Bias konfirmasi atau confirmation bias adalah suatu kecenderungan bagi orang-orang untuk mencari bukti-bukti yang mendukung pendapat atau kepercayaannya serta mengabaikan bukti-bukti yang menyatakan sebaliknya. Dalam pergaulan di media sosial, fenomena ini juga dengan fenomena filter bubble dan echo chamber yang menyebabkan berkelompoknya orang-orang dengan ide, pemikiran atau keyakinan yang sama, dan meberikan jarak kepada yang berbeda pandangan.
Pemilihan bukti-bukti yang “disukai” juga dikenal dengan istilah chery picking.
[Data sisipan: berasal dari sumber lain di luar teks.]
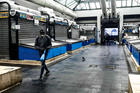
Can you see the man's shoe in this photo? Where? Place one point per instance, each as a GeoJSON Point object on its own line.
{"type": "Point", "coordinates": [47, 73]}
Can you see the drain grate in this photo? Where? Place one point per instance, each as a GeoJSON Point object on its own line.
{"type": "Point", "coordinates": [111, 66]}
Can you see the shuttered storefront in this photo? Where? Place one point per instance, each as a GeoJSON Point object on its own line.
{"type": "Point", "coordinates": [75, 33]}
{"type": "Point", "coordinates": [60, 32]}
{"type": "Point", "coordinates": [28, 31]}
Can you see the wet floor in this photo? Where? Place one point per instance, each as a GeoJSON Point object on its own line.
{"type": "Point", "coordinates": [97, 69]}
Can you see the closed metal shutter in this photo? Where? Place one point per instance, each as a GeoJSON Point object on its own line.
{"type": "Point", "coordinates": [60, 32]}
{"type": "Point", "coordinates": [4, 38]}
{"type": "Point", "coordinates": [28, 31]}
{"type": "Point", "coordinates": [75, 33]}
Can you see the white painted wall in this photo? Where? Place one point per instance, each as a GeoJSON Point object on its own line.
{"type": "Point", "coordinates": [98, 13]}
{"type": "Point", "coordinates": [89, 13]}
{"type": "Point", "coordinates": [122, 11]}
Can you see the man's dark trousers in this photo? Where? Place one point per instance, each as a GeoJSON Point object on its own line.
{"type": "Point", "coordinates": [43, 65]}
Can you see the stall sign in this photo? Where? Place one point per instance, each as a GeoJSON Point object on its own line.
{"type": "Point", "coordinates": [4, 14]}
{"type": "Point", "coordinates": [43, 19]}
{"type": "Point", "coordinates": [23, 15]}
{"type": "Point", "coordinates": [36, 22]}
{"type": "Point", "coordinates": [37, 18]}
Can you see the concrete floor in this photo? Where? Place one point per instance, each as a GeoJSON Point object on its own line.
{"type": "Point", "coordinates": [104, 70]}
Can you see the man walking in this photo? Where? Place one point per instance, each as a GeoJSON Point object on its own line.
{"type": "Point", "coordinates": [43, 43]}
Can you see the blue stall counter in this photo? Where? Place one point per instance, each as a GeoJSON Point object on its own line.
{"type": "Point", "coordinates": [28, 52]}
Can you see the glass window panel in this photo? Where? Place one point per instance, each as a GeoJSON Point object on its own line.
{"type": "Point", "coordinates": [87, 6]}
{"type": "Point", "coordinates": [123, 3]}
{"type": "Point", "coordinates": [118, 3]}
{"type": "Point", "coordinates": [129, 2]}
{"type": "Point", "coordinates": [73, 5]}
{"type": "Point", "coordinates": [108, 4]}
{"type": "Point", "coordinates": [92, 5]}
{"type": "Point", "coordinates": [98, 5]}
{"type": "Point", "coordinates": [135, 3]}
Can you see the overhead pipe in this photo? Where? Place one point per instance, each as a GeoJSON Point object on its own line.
{"type": "Point", "coordinates": [55, 6]}
{"type": "Point", "coordinates": [113, 8]}
{"type": "Point", "coordinates": [103, 6]}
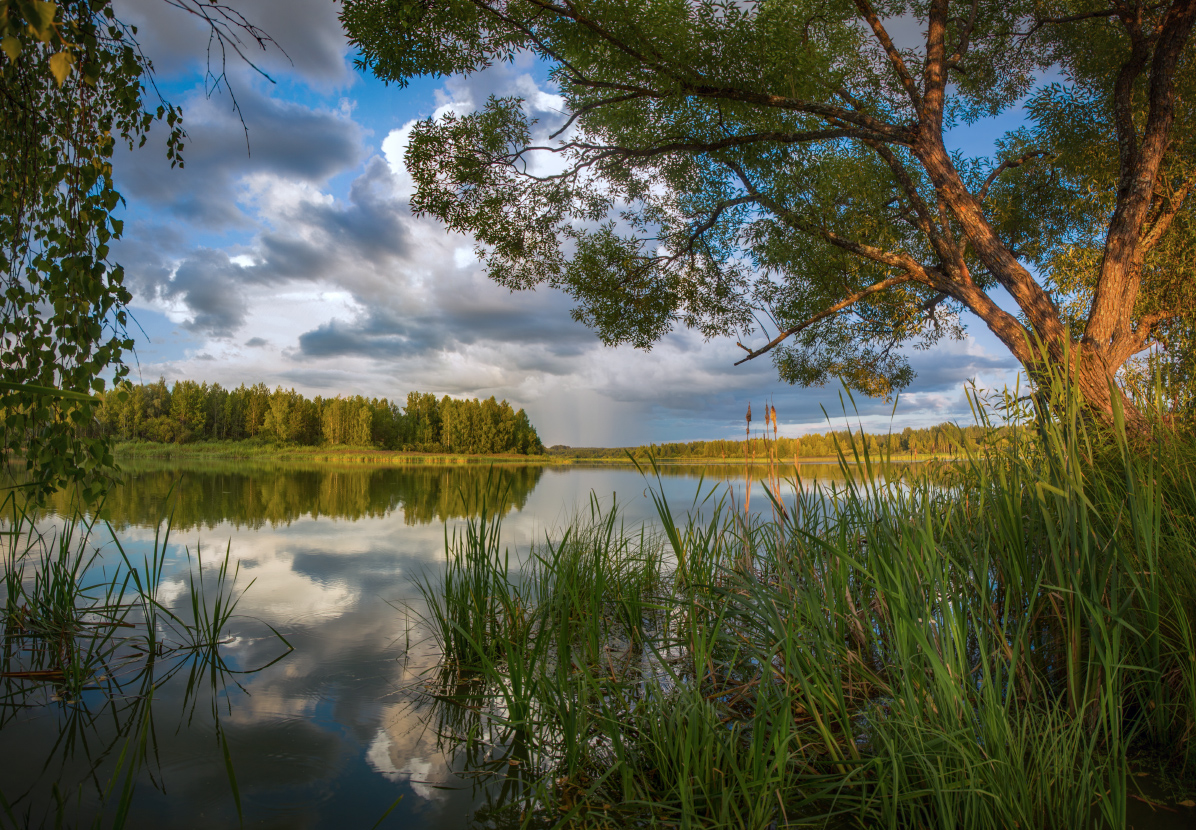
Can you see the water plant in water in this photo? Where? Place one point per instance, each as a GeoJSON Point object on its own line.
{"type": "Point", "coordinates": [982, 645]}
{"type": "Point", "coordinates": [89, 636]}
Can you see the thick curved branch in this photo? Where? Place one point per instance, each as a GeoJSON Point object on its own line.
{"type": "Point", "coordinates": [1167, 211]}
{"type": "Point", "coordinates": [1008, 164]}
{"type": "Point", "coordinates": [882, 35]}
{"type": "Point", "coordinates": [823, 315]}
{"type": "Point", "coordinates": [960, 52]}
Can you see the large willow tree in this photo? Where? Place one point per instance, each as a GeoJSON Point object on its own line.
{"type": "Point", "coordinates": [720, 162]}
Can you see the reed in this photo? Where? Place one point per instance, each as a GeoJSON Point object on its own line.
{"type": "Point", "coordinates": [982, 645]}
{"type": "Point", "coordinates": [79, 620]}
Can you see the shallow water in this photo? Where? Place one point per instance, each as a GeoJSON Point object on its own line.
{"type": "Point", "coordinates": [331, 734]}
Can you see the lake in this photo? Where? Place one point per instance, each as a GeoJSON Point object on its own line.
{"type": "Point", "coordinates": [335, 731]}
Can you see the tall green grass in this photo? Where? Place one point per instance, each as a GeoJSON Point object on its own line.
{"type": "Point", "coordinates": [982, 646]}
{"type": "Point", "coordinates": [86, 635]}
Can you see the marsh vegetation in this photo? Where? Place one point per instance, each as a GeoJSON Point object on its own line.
{"type": "Point", "coordinates": [986, 647]}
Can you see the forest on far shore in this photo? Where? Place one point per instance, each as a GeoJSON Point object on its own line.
{"type": "Point", "coordinates": [200, 412]}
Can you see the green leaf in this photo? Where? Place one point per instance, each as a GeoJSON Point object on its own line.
{"type": "Point", "coordinates": [11, 47]}
{"type": "Point", "coordinates": [42, 18]}
{"type": "Point", "coordinates": [47, 391]}
{"type": "Point", "coordinates": [60, 66]}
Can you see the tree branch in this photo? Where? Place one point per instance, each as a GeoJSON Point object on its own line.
{"type": "Point", "coordinates": [1008, 164]}
{"type": "Point", "coordinates": [1167, 211]}
{"type": "Point", "coordinates": [823, 315]}
{"type": "Point", "coordinates": [907, 80]}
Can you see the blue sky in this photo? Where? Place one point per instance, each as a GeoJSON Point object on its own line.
{"type": "Point", "coordinates": [297, 261]}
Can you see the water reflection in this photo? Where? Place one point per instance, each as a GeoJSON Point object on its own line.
{"type": "Point", "coordinates": [333, 734]}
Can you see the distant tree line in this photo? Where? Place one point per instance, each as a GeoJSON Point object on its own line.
{"type": "Point", "coordinates": [199, 412]}
{"type": "Point", "coordinates": [941, 439]}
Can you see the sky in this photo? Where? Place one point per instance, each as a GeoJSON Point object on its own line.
{"type": "Point", "coordinates": [285, 252]}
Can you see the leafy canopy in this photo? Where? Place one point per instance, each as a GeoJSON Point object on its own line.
{"type": "Point", "coordinates": [719, 164]}
{"type": "Point", "coordinates": [73, 90]}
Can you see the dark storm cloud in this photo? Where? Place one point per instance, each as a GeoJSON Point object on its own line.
{"type": "Point", "coordinates": [209, 284]}
{"type": "Point", "coordinates": [534, 328]}
{"type": "Point", "coordinates": [285, 139]}
{"type": "Point", "coordinates": [313, 239]}
{"type": "Point", "coordinates": [949, 366]}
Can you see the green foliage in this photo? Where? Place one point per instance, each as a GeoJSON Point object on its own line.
{"type": "Point", "coordinates": [73, 90]}
{"type": "Point", "coordinates": [194, 412]}
{"type": "Point", "coordinates": [724, 163]}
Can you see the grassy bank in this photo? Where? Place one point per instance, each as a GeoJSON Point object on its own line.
{"type": "Point", "coordinates": [254, 450]}
{"type": "Point", "coordinates": [1008, 646]}
{"type": "Point", "coordinates": [250, 449]}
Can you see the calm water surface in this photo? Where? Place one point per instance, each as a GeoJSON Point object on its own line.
{"type": "Point", "coordinates": [335, 732]}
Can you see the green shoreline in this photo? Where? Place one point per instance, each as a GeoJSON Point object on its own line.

Petik ceri (bahasa Inggris: cherry picking), bukti timpang (suppressing evidence), atau kesesatan bukti tak lengkap (fallacy of incomplete evidence) adalah tindakan memilih-milih kasus atau data individual yang dipandang dapat membenarkan keadaan tertentu, sambil mengabaikan sebagian besar kasus atau data terkait yang bertentangan dengan keadaan tersebut. (wikipedia)
Dalam mencari kebenaran memang diperlukan hipotesa awal, lalu dicari bukti-bukti. Kalau dalam perjalanannya bukti-bukti melawan hipotesa awal, maka kesimpulannya tidak terbukti, jadi fakta berbalik. Mencari bukti-bukti yang mendukung saja tidak sesuai dengan asal pencarian kebenaran. Kesalahan pemikiran ini menyebabkan penarikan kesimpulan yang salah dan merintangi pembelajaran yang efektif.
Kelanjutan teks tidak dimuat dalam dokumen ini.